Paulus Hartono is a pastor at GKMI Solo (Gereja Kristen Muria Indonesia), Central Java, Indonesia. He is founder and director of Mennonite Diakonia Service.
The patient work of the Holy Spirit in interfaith relationship
After an economic crisis followed riots which had damaged much of the city of Solo, Indonesia, in 1998, local leaders formed The Interfaith Committee (IFC). Paulus Hartono was asked to represent the church association on the IFC. He managed the humanitarian aid program that distributed 7 200 000 kg of rice to 12 000 households (60 000 people).
“This program laid the foundation for the continuation of the peace program in Solo,” says Paulus Hartono.
One of the people he worked with on the committee was Dharma Saputra, a Buddhist. Through their work together, they build a relationship with respect and appreciation for each other’s beliefs.
In 2014, Dharma Saputra invited Paulus Hartono to visit him in his final days in hospital.
“Please pray for me, sir. Pray as a pastor and friend not as the head of the IFC institution,” Dharma Saputra said.

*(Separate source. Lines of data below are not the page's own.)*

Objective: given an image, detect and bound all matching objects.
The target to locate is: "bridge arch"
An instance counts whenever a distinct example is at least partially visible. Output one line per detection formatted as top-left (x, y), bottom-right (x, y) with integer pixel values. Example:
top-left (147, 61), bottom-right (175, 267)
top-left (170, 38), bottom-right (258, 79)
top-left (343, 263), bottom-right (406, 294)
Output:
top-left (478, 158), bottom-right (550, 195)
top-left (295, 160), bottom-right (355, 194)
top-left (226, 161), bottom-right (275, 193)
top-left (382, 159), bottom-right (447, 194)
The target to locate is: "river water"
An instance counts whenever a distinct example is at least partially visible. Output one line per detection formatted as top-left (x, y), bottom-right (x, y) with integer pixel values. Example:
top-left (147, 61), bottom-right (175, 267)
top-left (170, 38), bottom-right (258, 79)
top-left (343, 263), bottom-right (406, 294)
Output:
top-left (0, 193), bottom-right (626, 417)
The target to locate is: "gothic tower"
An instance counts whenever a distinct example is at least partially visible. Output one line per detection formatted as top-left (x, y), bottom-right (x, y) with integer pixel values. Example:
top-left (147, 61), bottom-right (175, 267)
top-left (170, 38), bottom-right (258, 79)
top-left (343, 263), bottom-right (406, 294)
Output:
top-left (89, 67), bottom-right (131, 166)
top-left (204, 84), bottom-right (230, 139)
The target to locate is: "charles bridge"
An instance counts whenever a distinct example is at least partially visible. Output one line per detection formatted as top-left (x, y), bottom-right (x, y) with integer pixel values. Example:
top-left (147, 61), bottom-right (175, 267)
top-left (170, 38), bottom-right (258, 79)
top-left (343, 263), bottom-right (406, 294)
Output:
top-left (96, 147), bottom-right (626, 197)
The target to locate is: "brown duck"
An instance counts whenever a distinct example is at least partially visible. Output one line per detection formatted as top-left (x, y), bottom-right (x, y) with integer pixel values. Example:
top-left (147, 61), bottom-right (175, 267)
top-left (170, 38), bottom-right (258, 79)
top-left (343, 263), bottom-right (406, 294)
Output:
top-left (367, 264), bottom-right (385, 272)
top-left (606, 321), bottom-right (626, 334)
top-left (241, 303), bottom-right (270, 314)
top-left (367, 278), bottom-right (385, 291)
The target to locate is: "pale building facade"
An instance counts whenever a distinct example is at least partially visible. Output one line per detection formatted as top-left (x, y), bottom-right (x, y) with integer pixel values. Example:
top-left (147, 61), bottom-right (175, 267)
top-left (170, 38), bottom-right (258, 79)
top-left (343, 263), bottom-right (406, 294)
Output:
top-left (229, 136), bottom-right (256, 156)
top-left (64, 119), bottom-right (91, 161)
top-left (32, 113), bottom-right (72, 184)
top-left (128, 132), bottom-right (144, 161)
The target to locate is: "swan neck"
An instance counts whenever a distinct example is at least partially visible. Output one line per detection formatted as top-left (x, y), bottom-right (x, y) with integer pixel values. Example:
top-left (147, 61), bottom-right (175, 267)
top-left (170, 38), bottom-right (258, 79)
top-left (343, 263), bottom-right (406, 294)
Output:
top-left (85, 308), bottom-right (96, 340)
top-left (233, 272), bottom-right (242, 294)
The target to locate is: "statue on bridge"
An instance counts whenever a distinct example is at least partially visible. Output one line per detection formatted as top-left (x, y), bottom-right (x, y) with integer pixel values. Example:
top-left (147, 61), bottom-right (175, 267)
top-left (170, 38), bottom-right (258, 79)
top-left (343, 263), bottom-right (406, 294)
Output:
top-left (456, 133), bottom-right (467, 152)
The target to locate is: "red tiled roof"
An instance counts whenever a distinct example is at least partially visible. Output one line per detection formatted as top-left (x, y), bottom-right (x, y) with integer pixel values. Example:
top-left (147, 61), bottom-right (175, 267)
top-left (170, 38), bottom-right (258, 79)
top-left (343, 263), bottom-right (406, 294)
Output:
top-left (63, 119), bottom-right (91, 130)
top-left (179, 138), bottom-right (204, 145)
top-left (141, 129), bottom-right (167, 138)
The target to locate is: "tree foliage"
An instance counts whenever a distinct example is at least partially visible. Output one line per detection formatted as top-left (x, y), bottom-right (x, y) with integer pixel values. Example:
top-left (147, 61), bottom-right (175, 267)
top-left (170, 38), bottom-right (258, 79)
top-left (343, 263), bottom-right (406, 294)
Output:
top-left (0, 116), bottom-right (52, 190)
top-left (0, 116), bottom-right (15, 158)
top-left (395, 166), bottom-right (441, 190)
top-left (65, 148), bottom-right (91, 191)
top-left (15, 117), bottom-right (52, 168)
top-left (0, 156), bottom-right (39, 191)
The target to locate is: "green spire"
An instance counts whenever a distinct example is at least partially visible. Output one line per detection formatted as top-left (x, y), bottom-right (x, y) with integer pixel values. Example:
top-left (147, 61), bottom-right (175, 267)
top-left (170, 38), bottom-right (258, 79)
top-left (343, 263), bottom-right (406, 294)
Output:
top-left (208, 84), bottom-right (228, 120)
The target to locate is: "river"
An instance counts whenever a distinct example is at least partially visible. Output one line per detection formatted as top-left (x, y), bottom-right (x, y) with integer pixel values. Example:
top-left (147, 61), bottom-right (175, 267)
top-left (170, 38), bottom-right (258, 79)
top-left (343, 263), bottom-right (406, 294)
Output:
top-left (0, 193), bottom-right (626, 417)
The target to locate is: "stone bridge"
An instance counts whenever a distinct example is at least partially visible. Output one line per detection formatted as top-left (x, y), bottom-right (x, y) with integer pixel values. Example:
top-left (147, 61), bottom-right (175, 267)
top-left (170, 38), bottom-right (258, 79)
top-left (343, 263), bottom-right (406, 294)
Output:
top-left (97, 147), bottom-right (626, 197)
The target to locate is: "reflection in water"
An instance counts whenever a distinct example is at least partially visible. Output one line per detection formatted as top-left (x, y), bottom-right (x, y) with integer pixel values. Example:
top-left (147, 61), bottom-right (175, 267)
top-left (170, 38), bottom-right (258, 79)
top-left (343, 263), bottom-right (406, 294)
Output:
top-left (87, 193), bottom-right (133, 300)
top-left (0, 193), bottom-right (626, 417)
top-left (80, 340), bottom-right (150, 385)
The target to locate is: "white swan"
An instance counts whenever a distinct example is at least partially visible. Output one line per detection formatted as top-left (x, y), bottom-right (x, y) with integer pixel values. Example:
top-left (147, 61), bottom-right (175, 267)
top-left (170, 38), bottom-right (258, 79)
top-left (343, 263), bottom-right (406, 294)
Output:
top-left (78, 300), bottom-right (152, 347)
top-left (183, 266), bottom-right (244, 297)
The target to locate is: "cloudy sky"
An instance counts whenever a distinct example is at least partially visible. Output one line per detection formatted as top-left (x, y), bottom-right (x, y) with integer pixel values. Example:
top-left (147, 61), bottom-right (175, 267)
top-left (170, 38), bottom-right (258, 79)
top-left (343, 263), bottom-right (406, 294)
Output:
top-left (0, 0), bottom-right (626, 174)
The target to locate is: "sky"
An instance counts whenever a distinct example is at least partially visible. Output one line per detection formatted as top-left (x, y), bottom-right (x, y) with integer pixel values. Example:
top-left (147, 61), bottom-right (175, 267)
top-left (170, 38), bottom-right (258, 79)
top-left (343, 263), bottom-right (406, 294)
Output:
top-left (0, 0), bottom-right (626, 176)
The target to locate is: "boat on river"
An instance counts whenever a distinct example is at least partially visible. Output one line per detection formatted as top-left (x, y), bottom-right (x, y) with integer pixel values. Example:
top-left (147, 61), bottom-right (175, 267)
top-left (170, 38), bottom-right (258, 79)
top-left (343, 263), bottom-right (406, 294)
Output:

“Would Pak Dharma be willing to pray in the Lordship of Jesus that I believe in?” Paulus Hartono asked. “I am willing,” he replied softly.
At Dharma Saputra’s request, Paulus Hartono prayed for Jesus as God to guide him and forgive him.
“It is the guidance of the Holy Spirit who has worked in the journey of humanitarian and peace work for more than 10 years.”
This article first appeared in Courier/Correo/Courrier April 2021.